Dass solche Argumente Gehör finden, scheint jedoch mehr als fraglich. Der Spardruck im Gesundheitswesen ist nach wie vor hoch. Die Krankenkassenverbände wollen die Medikamentenpreise unbedingt senken.
Ohne China geht (noch) nichts
Santésuisse-Sprecher Matthias Müller sagt dazu: «Medikamentenhersteller und -händler spüren keine Corona-Einbusse.

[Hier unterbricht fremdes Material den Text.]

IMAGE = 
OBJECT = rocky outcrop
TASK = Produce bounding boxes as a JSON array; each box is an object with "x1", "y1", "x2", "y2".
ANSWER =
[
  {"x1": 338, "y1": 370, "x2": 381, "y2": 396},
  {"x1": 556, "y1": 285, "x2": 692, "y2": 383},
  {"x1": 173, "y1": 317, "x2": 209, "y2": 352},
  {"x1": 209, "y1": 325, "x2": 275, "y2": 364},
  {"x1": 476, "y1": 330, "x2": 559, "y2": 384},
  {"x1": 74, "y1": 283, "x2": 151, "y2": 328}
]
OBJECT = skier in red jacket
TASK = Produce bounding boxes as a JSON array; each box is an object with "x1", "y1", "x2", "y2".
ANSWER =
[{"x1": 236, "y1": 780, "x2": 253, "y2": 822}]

Im Gegenteil: Obwohl es leider noch kein Heilmittel für Corona-Kranke gibt, sind die Kosten für Medikamente im Jahr 2020 weiter stark gestiegen.»
Von grundsätzlichen Problemen bei der Grundversorgung will Müller nichts wissen: «Die offizielle Statistik des Bundes zeigt nur punktuelle Engpässe, die sich durch Corona nicht verschärft haben.» Die Situation im letzten Frühjahr sei lediglich entstanden, weil sich viele mit umfangreichen Vorräten eingedeckt hätten. «Das betraf Medikamente aber genauso wie andere Produkte und könnte durch grössere Pflichtlager vermieden werden.»
Auch für den Verband Curafutura sind höhere Medikamentenpreise ein No-Go. «Eine Stärkung der Arzneimittelproduktion in der Schweiz darf ganz bestimmt nicht zulasten der Prämienzahlenden gehen», sagt Sprecher Ralph Kreuzer.
Mit anderen Worten: Die Schweiz dürfte noch ein Weilchen am Tropf Chinas hängen bleiben.